In other words, we focus our spatial attention only on what is physically in front of us: the people we are associated with and the events, situations, and circumstances we find ourselves connected to.
Yet love tangoes through the seen and unseen: we can feel it, sense it, and see it through the actions (or inactions) of others.
It [love] is a dance that feels like a warm, cashmere blanket on a frosty, December evening, when it is functional and flourishing.
Or it can feel like swallowing spoonful of horseradish when it is noxious and pernicious.
On a personal level, I recently experienced a deleterious chronicle of love being ruptured.

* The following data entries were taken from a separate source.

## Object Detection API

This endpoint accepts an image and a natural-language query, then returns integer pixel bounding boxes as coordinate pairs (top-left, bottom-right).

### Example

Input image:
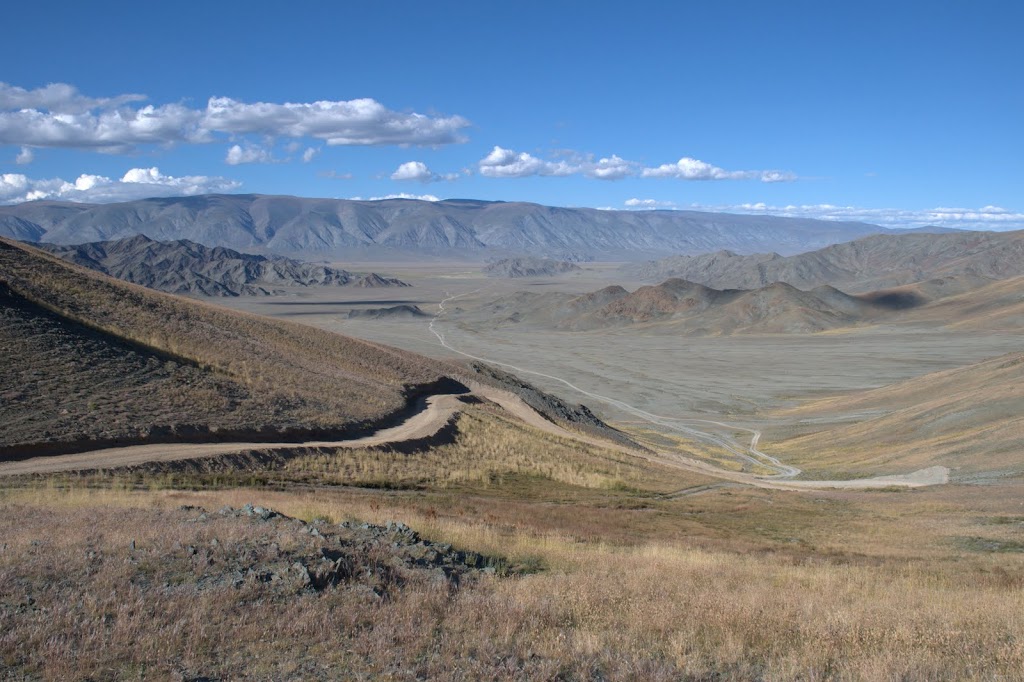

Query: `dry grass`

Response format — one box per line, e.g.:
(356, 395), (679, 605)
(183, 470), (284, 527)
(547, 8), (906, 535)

(0, 483), (1024, 680)
(0, 240), (460, 444)
(283, 408), (706, 493)
(766, 353), (1024, 478)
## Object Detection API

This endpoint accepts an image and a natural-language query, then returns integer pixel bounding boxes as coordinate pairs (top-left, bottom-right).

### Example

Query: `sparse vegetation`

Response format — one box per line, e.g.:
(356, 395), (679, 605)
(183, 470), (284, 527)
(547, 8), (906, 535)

(0, 236), (454, 454)
(0, 481), (1024, 680)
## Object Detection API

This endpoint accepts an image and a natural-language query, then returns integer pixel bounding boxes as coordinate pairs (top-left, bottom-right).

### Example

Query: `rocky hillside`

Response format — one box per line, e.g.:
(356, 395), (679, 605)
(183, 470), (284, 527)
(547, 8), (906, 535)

(626, 230), (1024, 292)
(768, 353), (1024, 482)
(470, 279), (891, 336)
(0, 235), (458, 459)
(39, 235), (409, 296)
(0, 195), (909, 262)
(483, 256), (580, 279)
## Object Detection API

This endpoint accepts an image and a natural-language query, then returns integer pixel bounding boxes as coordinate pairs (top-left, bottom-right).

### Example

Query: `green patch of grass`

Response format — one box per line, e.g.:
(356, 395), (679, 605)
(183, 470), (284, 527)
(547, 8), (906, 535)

(955, 536), (1024, 554)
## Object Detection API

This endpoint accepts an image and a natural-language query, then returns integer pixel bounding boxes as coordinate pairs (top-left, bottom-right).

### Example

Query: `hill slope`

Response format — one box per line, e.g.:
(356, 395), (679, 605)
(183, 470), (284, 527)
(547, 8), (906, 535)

(0, 240), (454, 457)
(765, 353), (1024, 480)
(470, 279), (887, 336)
(40, 235), (407, 296)
(0, 195), (905, 261)
(483, 256), (580, 279)
(626, 230), (1024, 292)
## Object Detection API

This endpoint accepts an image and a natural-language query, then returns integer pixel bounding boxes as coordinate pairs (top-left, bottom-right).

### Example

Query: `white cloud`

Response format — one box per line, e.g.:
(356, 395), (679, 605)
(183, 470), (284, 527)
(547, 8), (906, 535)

(0, 83), (146, 114)
(0, 168), (242, 204)
(316, 170), (352, 180)
(624, 199), (676, 209)
(350, 191), (440, 202)
(642, 157), (797, 182)
(0, 83), (469, 153)
(391, 161), (459, 182)
(477, 145), (579, 177)
(477, 146), (797, 182)
(583, 155), (639, 180)
(689, 203), (1024, 230)
(224, 144), (273, 166)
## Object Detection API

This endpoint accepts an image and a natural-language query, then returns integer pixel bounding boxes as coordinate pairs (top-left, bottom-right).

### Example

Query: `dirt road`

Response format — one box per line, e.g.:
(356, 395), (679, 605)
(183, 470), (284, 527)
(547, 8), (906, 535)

(0, 384), (948, 491)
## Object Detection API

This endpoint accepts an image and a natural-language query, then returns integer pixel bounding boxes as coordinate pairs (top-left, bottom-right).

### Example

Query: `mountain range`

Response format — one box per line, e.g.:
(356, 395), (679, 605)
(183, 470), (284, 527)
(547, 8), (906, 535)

(474, 279), (889, 336)
(0, 195), (941, 261)
(38, 235), (409, 296)
(482, 256), (581, 280)
(624, 230), (1024, 292)
(461, 268), (1024, 336)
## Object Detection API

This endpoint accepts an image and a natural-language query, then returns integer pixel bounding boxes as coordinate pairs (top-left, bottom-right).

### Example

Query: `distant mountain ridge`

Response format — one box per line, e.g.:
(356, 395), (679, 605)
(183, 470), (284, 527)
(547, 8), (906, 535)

(473, 279), (909, 336)
(0, 195), (937, 261)
(483, 256), (581, 279)
(624, 230), (1024, 292)
(38, 235), (408, 296)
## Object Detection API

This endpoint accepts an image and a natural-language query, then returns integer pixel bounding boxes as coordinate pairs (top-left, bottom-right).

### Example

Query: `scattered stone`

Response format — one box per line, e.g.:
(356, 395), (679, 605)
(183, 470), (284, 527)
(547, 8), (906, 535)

(166, 504), (507, 599)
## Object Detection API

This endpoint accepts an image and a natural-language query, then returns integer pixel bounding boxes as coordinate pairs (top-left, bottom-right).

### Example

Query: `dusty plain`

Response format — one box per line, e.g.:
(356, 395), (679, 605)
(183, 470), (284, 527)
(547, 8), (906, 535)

(8, 253), (1024, 681)
(214, 258), (1024, 480)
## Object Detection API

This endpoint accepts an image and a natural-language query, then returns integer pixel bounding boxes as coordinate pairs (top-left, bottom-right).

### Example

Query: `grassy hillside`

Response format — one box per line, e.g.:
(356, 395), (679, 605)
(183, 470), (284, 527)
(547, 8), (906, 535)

(0, 241), (452, 453)
(767, 353), (1024, 480)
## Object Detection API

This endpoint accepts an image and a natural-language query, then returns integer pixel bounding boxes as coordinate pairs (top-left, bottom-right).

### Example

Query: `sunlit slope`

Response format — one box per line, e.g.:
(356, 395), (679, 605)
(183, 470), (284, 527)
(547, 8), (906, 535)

(766, 353), (1024, 481)
(0, 240), (451, 452)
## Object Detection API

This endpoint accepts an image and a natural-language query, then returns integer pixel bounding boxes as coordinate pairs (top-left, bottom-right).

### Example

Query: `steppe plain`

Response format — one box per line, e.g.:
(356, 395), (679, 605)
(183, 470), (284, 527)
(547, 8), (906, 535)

(213, 262), (1021, 480)
(0, 241), (1024, 680)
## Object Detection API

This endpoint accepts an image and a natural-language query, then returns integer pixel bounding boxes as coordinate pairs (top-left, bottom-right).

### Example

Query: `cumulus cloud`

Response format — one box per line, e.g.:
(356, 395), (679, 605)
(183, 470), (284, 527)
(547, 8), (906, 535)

(316, 170), (352, 180)
(391, 161), (459, 182)
(582, 155), (639, 180)
(477, 146), (797, 182)
(224, 144), (273, 166)
(624, 199), (676, 209)
(690, 203), (1024, 230)
(0, 83), (145, 114)
(0, 167), (242, 204)
(0, 83), (469, 153)
(642, 157), (797, 182)
(477, 145), (580, 177)
(351, 191), (440, 202)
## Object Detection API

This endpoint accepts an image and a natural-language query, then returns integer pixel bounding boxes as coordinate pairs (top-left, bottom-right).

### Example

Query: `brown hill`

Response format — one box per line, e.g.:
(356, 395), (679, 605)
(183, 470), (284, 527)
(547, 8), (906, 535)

(472, 279), (887, 335)
(0, 240), (454, 457)
(626, 230), (1024, 293)
(482, 256), (580, 279)
(907, 276), (1024, 331)
(765, 353), (1024, 480)
(38, 235), (409, 296)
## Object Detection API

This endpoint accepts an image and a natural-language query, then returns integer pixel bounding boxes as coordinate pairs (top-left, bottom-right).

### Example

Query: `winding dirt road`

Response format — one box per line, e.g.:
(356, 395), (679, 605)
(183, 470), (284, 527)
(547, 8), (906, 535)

(0, 292), (949, 493)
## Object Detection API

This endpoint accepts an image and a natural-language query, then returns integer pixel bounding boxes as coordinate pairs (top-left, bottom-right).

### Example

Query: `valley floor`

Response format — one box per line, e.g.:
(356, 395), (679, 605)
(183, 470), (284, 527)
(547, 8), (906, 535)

(0, 259), (1024, 681)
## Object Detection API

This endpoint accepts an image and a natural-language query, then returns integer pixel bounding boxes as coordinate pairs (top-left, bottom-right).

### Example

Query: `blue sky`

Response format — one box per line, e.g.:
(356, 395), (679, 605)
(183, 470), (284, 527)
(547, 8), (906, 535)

This fable involved close family members.
The details are of no consequence.
It is not because they [the circumstances] do not matter.
In fact, they do!
What is relevant is the afflictive fallout that has enveloped a small, insular family in a choking fog of resentment, where a peaceful resolution seems wholeheartedly out of reach.
Trust has been shattered like a femur bone.
It is not something that will grow back organically.
That is the tragedy, laid nude and bare, for a wounded family to bitterly make sense of.
In some respects, the demolition of the bonds of love makes no sense.
Why would individuals, who are connected through the kinship of genetics or the accord afforded by love and romance, consciously choose to disrupt this union, fully aware of the emotional havoc that this decimation will unleash on all participants involved?
It would seem like an act of madness!
Yet, this type of tragic situation happens constantly every single day, to countless individuals in their families.
In fact, one could even surmise that humans are purposely presented with situations that either create or implement “love.”
Alternatively, humans must consistently be confronted with situations that allow the dissolution or rupturing of “love.”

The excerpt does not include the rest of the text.